Le deleghe reificano l’ideologia della classe dominante sulla formazione. Ricapitoliamo i nodi più significativi:
§  tagli drastici alle spese per il diritto allo studio, l’infanzia, le scuole all’estero, il sostegno
§   aumento del divario tra istruzione superiore liceale e professionale
§   aumento della penetrazione dei privati nel sistema nazionale di formazione, con il consolidamento della presenza delle scuole paritarie, il rafforzamento dell’alternanza scuola-lavoro, l’apertura a finanziamenti di privati
§   un’idea della formazione di base tutta orientata al problem solving, misurabile e quantificabile, per cui passa in secondo piano lo sviluppo delle capacità di astrazione, critica, interrogazione e tutto quanto è sapere non immediatamente “utile” a vantaggio di un apprendimento, esplicitato, a “stare sotto padrone”, in silenzio, svolgendo in modo efficace i compiti richiesti
§   un’idea della formazione superiore in cui l’imprintingdella logica aziendalistica si riassume nell’ossessione per il made in Italy, che nei professionali si traduce nel prestare corpi e menti alle aziende a titolo gratuito, nei licei nello sviluppo, a costo zero, di un’idea di arte e creazione lontana da ciò che dovrebbe essere e vicina al concetto di promozione e sponsorizzazione di un patrimonio più “totemico” che reale, cristallizzato, impacchettato e venduto come merce, appunto, made in Italy
§   un’idea della professione docente come di un lavoro demansionato, flessibile, ricattabile, multitasking, per cui, mutuando in pieno le logiche aziendalistiche, tutti possono fare tutto, spendendo poco. Ricordiamo, senza timore di essere fuori tema, che i contratti nazionali sono fermi al 2009, così come gli scatti e i livelli contributivi.

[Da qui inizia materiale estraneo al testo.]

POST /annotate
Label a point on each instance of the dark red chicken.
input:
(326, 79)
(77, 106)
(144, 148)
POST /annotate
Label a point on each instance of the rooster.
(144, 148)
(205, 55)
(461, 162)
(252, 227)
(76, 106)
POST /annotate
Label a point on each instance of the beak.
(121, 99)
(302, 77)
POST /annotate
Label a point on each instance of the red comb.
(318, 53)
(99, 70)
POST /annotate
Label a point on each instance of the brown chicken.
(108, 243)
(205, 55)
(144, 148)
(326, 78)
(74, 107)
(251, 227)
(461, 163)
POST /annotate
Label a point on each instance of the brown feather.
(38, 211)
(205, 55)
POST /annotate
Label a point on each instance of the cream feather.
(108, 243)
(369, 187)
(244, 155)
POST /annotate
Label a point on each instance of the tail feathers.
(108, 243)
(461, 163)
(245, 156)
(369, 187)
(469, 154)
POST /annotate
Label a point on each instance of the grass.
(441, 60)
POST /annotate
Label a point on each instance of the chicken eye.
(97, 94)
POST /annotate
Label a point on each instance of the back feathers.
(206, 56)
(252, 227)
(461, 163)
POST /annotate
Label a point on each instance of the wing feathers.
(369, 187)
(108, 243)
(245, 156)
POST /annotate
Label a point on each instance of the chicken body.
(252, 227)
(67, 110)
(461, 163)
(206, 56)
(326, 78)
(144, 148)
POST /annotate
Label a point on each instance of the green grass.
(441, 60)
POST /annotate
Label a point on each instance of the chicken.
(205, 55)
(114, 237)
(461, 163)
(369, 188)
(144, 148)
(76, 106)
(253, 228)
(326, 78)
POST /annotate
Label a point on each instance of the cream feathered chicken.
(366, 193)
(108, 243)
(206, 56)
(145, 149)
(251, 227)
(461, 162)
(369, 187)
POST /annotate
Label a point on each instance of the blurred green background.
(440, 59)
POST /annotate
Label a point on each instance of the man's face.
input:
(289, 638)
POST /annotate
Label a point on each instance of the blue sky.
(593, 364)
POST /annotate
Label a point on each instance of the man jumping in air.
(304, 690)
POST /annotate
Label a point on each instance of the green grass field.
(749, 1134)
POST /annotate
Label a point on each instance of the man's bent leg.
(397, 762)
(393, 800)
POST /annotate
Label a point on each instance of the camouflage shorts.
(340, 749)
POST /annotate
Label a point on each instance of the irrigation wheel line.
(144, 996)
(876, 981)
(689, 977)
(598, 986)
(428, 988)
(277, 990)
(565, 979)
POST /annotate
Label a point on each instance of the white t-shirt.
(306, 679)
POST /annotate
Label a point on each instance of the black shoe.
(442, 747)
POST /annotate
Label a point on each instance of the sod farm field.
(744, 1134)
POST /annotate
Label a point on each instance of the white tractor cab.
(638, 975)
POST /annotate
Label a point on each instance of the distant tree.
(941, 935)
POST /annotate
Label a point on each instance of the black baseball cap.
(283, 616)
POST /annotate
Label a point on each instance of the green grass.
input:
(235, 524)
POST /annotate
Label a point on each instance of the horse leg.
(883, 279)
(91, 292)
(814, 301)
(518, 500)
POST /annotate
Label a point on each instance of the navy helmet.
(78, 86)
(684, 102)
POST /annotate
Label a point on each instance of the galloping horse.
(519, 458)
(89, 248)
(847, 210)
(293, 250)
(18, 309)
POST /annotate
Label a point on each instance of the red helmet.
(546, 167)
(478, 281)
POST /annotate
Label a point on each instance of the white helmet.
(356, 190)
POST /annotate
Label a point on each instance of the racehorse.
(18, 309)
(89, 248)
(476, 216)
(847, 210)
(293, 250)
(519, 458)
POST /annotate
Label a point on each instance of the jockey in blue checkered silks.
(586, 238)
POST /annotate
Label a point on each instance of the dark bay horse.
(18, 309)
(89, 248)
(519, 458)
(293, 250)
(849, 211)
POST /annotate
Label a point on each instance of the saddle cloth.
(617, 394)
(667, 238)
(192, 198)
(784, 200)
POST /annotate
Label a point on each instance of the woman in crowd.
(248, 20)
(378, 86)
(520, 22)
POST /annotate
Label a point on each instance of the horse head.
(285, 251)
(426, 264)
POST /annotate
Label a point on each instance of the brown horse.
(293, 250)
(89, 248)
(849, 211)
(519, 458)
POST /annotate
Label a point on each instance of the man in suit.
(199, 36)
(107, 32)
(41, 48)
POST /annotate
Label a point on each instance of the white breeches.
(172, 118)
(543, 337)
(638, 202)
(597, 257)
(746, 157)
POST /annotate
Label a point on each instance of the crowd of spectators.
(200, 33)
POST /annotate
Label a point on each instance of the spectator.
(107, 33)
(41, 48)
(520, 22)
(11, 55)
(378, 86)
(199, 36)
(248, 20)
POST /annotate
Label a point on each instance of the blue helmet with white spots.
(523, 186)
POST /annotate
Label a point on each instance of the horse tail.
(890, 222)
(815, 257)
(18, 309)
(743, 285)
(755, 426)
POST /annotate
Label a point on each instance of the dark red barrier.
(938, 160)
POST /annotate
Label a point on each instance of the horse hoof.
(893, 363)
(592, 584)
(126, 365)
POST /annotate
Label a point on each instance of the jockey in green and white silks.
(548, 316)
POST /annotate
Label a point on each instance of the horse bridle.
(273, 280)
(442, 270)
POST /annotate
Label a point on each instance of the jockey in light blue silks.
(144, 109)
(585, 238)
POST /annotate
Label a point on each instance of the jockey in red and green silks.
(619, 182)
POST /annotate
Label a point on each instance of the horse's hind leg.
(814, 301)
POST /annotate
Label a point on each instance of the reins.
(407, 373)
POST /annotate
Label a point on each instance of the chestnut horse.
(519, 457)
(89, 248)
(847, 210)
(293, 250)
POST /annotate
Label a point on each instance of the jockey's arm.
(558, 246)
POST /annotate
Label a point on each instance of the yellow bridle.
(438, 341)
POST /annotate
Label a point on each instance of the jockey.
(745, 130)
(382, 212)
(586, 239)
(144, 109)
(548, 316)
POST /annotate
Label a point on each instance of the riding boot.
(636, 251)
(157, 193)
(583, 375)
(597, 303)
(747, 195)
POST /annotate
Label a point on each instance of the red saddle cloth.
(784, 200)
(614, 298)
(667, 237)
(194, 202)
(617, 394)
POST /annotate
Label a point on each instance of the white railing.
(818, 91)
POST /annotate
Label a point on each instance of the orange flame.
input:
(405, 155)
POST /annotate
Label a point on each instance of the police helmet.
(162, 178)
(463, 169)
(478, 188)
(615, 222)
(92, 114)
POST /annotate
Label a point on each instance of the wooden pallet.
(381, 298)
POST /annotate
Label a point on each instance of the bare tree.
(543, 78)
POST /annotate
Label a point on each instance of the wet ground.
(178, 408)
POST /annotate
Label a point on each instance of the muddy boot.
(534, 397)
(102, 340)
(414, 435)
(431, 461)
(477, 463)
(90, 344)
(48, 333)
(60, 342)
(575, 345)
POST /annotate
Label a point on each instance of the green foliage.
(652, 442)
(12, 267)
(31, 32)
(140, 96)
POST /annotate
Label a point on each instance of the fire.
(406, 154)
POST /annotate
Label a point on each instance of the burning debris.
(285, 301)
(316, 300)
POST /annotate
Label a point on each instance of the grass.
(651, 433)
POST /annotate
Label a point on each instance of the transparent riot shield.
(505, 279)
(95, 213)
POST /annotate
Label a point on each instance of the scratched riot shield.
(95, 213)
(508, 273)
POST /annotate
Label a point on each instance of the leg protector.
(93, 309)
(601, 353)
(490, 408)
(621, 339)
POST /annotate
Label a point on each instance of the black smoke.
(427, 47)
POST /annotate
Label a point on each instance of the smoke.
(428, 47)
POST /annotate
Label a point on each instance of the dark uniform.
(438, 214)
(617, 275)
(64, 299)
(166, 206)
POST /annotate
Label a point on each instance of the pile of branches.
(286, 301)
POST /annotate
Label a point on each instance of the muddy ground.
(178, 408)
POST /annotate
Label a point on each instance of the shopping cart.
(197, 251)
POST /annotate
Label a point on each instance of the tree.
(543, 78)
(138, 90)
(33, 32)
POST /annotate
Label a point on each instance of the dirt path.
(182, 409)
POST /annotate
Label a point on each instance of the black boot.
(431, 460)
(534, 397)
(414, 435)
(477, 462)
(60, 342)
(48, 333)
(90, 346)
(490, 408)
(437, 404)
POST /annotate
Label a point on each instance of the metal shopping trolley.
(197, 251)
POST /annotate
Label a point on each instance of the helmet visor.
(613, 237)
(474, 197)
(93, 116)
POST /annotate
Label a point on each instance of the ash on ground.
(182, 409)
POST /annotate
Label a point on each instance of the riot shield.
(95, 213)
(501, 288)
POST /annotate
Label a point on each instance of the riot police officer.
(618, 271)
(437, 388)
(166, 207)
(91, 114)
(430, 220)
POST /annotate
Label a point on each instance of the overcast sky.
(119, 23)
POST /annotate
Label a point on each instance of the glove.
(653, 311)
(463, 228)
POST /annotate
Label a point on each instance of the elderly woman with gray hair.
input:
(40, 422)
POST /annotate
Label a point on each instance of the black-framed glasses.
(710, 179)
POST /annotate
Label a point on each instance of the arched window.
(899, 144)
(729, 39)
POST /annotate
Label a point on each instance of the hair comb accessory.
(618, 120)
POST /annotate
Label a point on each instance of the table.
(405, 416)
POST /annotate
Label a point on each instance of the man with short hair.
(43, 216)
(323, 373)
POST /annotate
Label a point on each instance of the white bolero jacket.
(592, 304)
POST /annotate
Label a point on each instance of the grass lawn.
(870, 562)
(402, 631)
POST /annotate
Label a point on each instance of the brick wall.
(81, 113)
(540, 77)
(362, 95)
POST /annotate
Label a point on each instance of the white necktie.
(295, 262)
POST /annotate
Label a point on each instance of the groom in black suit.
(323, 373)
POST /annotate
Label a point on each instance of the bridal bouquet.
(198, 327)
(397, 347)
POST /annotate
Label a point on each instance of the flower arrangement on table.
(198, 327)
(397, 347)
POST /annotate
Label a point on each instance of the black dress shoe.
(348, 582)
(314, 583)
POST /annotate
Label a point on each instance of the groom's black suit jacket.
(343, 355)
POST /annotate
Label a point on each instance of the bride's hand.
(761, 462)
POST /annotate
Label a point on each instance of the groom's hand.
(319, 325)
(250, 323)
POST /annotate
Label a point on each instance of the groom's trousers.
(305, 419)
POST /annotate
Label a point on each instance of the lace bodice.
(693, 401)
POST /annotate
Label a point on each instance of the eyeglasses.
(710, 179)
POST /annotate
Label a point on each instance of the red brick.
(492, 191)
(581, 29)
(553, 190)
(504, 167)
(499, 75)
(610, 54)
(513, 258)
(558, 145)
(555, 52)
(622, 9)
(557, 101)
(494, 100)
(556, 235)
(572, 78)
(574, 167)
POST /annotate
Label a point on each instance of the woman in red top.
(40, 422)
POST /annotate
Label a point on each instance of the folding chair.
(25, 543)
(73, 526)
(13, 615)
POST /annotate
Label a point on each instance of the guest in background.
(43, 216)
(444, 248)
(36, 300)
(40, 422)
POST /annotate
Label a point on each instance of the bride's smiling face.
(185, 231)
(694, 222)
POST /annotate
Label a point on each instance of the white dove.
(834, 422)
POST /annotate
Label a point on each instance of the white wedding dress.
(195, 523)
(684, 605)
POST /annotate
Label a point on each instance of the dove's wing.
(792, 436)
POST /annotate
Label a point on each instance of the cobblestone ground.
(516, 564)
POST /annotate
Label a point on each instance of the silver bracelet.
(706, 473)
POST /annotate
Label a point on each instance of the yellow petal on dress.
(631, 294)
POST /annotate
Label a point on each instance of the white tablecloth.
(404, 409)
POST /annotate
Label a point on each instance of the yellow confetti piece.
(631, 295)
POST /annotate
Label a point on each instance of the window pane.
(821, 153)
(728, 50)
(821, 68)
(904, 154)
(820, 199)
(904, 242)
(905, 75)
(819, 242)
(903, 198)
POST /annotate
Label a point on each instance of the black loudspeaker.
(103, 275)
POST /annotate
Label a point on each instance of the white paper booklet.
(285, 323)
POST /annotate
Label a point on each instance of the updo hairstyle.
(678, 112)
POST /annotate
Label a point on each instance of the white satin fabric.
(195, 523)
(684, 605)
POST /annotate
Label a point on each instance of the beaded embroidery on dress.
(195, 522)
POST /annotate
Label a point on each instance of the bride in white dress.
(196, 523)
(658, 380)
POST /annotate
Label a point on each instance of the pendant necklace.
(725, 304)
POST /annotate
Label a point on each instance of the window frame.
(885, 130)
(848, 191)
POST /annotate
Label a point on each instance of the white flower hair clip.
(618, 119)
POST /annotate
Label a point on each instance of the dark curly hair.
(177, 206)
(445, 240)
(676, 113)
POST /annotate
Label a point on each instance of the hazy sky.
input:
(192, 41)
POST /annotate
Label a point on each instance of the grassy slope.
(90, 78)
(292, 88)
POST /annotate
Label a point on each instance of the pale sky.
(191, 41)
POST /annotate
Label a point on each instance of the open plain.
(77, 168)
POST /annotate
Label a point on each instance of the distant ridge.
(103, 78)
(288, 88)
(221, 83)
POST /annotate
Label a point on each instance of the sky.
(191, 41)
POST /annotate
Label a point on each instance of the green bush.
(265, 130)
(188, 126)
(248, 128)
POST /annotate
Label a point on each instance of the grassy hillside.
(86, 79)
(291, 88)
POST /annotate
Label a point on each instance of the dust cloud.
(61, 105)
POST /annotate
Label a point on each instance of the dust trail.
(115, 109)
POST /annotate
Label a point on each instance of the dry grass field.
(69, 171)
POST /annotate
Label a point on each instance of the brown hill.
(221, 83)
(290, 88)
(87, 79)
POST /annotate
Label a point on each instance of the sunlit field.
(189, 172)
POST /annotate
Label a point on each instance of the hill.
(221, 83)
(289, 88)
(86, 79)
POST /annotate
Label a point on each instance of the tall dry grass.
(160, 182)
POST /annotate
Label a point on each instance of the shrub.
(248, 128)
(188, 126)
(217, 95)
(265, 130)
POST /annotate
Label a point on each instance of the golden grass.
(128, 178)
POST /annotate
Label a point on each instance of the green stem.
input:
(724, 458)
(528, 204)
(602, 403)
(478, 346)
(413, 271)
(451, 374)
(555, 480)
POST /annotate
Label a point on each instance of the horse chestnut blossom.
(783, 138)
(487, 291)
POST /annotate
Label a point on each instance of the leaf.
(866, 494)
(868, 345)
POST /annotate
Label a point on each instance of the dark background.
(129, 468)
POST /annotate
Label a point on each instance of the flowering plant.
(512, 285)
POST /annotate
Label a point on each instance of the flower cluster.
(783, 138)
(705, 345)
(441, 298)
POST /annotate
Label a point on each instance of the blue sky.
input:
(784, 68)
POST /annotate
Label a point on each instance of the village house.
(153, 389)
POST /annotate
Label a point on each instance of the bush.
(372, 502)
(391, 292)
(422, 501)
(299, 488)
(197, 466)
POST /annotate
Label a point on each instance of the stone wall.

Ce n’è abbastanza per dirsi che la lotta contro la 107 si è fermata troppo presto, e che chi verrà a chiedere i voti del mondo della scuola, se mai ci sarà qualcuno che avrà la faccia per farlo, dovrà garantire necessariamente l’abolizione totale della legge, fatte salve le assunzioni degli ultimi anni. Solo da questo si può ripartire.